Complete the implementation in lambda_norm. This is similar to thrust_norm, except we pass in a lambda rather than a function object.
Complete the implementation in cuda_norm. To make this easier to accomplish, the skeleton is set up so that the kernel stores an intermediate result into another vector (y). The final norm can be computed by having the CPU accumulate over y rather than having the GPU do it.
Once you have implemented and tested your implementations, run the script script.bash
in norm. The script will plot the cuda/thrust programs as well as the sequential and OpenMP implementations.
Use nvprof (you may use the nvprof.bash from the hello subdirectory) to analyze the three cuda/thrust programs. Is it obvious from the output and/or the program timer output which kernel needs the most tuning, and what are the opportunities for tuning? Describe your observations about how well cuda_norm, thrust_norm, and lambda_norm are using the GPU (occupancy, processor usage, memory bandwidth).
(583 Only) Implement a performance optimization in one of cuda_norm, thrust_norm, or lambda_norm. The reduction example shows several possibilities, though you may design your own.
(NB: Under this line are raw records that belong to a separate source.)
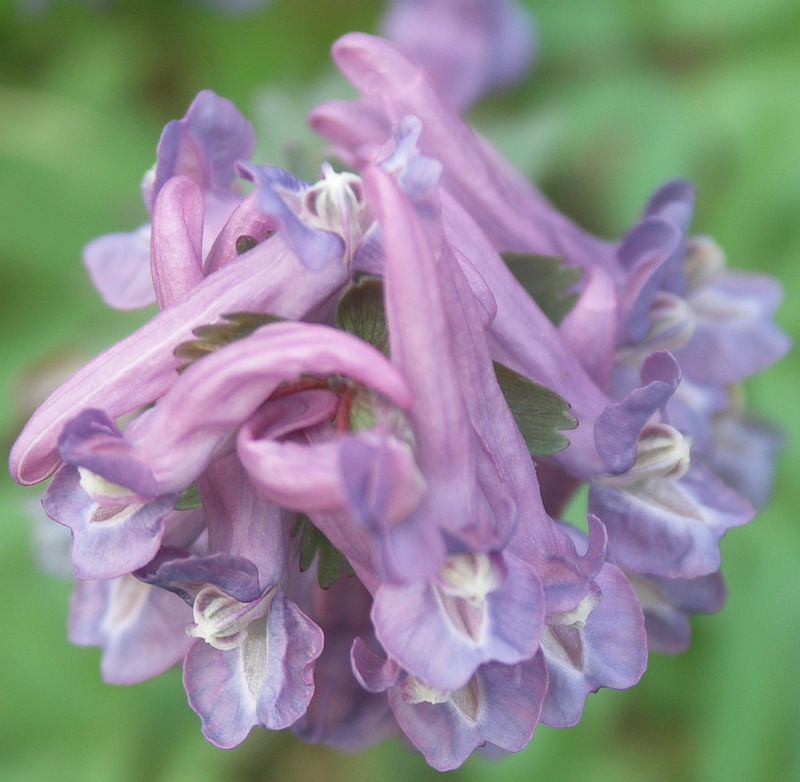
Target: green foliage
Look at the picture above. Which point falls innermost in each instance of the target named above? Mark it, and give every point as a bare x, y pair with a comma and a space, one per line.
546, 279
189, 498
216, 335
541, 414
624, 95
312, 544
360, 311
Show, using nvprof output if at all possible, what the benefit is of your optimization.
The subdirector ocr
contains a simple machine learning program for performing optical character recognition. The dataset used is from the 500 lines project , where the design of the neural net used in this example is also discussed. Note that much of the discussion there is also about the client-server GUI for testing and training. Our system has a simpler GUI with no client-server (though you need to compile with X windows and run the program on your local machine to use it).
Do a make clean in your ps7 directory and then create a tar ball ps7.tar.gz containing all of the files in that directory. From within the ps7 directory:
$ cd ps7
$ make clean
$ cd ..
$ tar zcvf ps7-submit.tar.gz --exclude "./ps7/.vscode" ./ps7
If you relied on any external references, list them in a file refs.txt and include that in your tarball as well (in the ps7 subdirectory).